Sherrell, the owner of the Pacesetting Times, has offered postal services through a contract with the USPS since 2005.
"Our first contract was to provide services for $8,400 a year," Sherrell said. "That is still what I am paid today, even though the cost of about everything has gone up in eight years. I asked for an increase in the second year, but it was denied."
For $8,400, Sherrell provided the space for the post office, paid utilities and employees and bought supplies, such as tape, to help people prepare packages for mailing.
"We used to do about $110,000 in business a year, when we were open full time hours.
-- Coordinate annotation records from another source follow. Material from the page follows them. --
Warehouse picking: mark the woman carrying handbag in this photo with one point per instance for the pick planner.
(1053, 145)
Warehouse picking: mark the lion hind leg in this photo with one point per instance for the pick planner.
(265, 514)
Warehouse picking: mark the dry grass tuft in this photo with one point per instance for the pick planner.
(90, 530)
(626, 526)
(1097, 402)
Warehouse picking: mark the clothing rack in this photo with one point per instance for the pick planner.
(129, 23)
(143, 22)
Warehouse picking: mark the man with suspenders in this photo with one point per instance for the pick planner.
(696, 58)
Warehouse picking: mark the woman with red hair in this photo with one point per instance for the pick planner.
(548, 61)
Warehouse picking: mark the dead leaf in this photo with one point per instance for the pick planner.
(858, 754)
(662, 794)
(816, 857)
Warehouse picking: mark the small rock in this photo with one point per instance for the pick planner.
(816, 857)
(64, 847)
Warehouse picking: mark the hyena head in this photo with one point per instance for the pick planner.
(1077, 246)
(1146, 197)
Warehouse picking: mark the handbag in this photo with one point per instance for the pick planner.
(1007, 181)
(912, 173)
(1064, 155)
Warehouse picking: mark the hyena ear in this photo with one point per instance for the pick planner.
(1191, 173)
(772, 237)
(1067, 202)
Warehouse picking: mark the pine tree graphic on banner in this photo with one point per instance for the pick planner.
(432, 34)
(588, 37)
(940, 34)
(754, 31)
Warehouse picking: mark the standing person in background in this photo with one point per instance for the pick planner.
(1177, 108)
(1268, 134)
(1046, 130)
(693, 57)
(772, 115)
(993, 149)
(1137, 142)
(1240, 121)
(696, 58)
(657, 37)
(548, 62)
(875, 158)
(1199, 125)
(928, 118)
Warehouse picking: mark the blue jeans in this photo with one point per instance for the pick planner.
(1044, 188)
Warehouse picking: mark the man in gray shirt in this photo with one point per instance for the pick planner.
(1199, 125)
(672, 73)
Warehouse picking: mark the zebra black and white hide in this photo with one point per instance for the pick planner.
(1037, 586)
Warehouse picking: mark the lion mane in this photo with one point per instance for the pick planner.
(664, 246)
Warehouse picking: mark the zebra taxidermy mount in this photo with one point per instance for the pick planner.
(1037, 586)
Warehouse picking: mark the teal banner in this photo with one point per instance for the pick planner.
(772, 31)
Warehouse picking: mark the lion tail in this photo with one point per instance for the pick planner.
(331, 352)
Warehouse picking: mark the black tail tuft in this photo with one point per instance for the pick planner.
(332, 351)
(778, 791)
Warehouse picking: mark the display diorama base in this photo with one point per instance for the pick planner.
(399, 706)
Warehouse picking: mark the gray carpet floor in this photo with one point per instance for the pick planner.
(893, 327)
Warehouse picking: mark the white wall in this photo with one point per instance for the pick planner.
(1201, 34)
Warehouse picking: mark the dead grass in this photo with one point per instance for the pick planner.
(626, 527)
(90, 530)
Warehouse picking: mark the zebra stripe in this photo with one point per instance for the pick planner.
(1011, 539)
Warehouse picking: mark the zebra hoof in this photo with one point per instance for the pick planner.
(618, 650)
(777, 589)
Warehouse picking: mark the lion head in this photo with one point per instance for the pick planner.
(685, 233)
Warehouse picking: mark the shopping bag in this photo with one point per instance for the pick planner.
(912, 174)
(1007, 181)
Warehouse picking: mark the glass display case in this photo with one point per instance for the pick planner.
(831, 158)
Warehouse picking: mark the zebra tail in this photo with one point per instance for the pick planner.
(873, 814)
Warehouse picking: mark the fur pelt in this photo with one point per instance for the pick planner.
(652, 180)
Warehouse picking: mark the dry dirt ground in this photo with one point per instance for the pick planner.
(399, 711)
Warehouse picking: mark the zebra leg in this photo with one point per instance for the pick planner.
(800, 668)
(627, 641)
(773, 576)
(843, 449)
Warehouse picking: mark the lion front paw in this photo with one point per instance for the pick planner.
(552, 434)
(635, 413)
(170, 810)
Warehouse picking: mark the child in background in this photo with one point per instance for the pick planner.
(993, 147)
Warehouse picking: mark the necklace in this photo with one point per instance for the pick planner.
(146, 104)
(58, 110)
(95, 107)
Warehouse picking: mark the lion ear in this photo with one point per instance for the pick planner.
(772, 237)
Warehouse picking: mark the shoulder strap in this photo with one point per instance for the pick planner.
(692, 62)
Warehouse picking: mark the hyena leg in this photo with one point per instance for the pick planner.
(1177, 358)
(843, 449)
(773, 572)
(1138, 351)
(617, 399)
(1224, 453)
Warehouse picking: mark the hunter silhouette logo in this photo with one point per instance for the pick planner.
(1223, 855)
But, figuring expenses in, we were subsidizing the operation by about $3,000, so we cut back to part-time hours a few years ago, but we still we not breaking even," Sherrell said.
According to Sherrell, she is working to expand her newspaper business, and finally decided she needed to devote her money and time to the business which is profitable.
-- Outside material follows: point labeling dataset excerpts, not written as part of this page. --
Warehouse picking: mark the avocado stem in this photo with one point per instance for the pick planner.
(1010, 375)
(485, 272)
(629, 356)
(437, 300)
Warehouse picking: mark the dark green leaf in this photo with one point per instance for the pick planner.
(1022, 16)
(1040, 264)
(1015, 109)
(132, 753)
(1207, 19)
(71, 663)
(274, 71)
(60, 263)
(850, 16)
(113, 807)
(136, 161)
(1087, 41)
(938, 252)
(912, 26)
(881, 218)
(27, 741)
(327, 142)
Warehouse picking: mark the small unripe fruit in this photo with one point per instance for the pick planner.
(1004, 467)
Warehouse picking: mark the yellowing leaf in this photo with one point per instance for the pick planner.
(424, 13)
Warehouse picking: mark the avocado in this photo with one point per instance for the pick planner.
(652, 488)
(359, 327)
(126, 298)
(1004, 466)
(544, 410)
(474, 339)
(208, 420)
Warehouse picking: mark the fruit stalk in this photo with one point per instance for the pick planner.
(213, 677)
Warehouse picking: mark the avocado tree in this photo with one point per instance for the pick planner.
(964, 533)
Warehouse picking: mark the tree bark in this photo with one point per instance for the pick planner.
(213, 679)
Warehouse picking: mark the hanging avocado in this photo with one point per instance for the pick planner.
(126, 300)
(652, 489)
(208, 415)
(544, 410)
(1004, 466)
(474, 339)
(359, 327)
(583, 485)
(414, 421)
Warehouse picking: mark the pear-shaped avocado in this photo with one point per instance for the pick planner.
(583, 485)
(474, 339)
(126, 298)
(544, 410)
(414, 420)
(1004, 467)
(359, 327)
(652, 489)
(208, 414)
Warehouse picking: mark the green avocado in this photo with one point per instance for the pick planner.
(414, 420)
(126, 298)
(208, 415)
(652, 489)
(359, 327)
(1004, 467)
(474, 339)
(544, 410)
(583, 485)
"It was a tough decision. I thought about it a long time, because many people in the community used the service, especially our retirees, and we enjoyed helping them," Sherrell said.
While Sherrell discussed her exit from offering post office services, customers were still dropping by for stamps and other needs, not realizing the post office had closed.
"People are saddened. I've had a lot of them thanking me for staying open as long as I did," Sherrell said.
The Franklin Post Office, which is about four and a half miles away, is the post office that has actually provided mail delivery to Horseshoe Bend. It is open Monday through Friday, from 10:00 a.m. to 4:00 p.m., and from 8:30 a.m. to 10:30 a.m. on Saturday.
Residents can buy stamps at FNBC in Horseshoe Bend, and Pacesetting Times will continue to offer packaging tape, envelopes. photocopying and faxing services.
Before Sherrell got the contract, Dean and Hasseltine Hobbs had the contract, and offered post office services in the Diamond B Mall.
"There has pretty much been a contract post office in Horseshoe Bend since it was built," Hasseltine said. "Some years, we would get a cost of living increase, but you don't really make anything on a contract. When they were planning to build a new post office in Franklin, people in Horseshoe Bend thought they could get it built here, but they couldn't."
Developers and Mayors of Horseshoe Bend tried for years, without success, to get an official U.S. Post Office in the city. The lack of a "real post office" has long been a sore spot.
"It is pitiful a city of this size does not have a post office," Sherrell said. "We are the largest city in Izard County.
Considering the USPS' enormous financial problems, the changes of getting a Horseshoe Bend are probably more remote than ever. But Sherrell notes the postal service is still open to the idea of allowing someone to resume offering post office services on a contract basis. She said a Village Post Office program puts small post offices in places of business. Sherrell hopes another local business will step forward to get Horseshoe Bend postal service reestablished.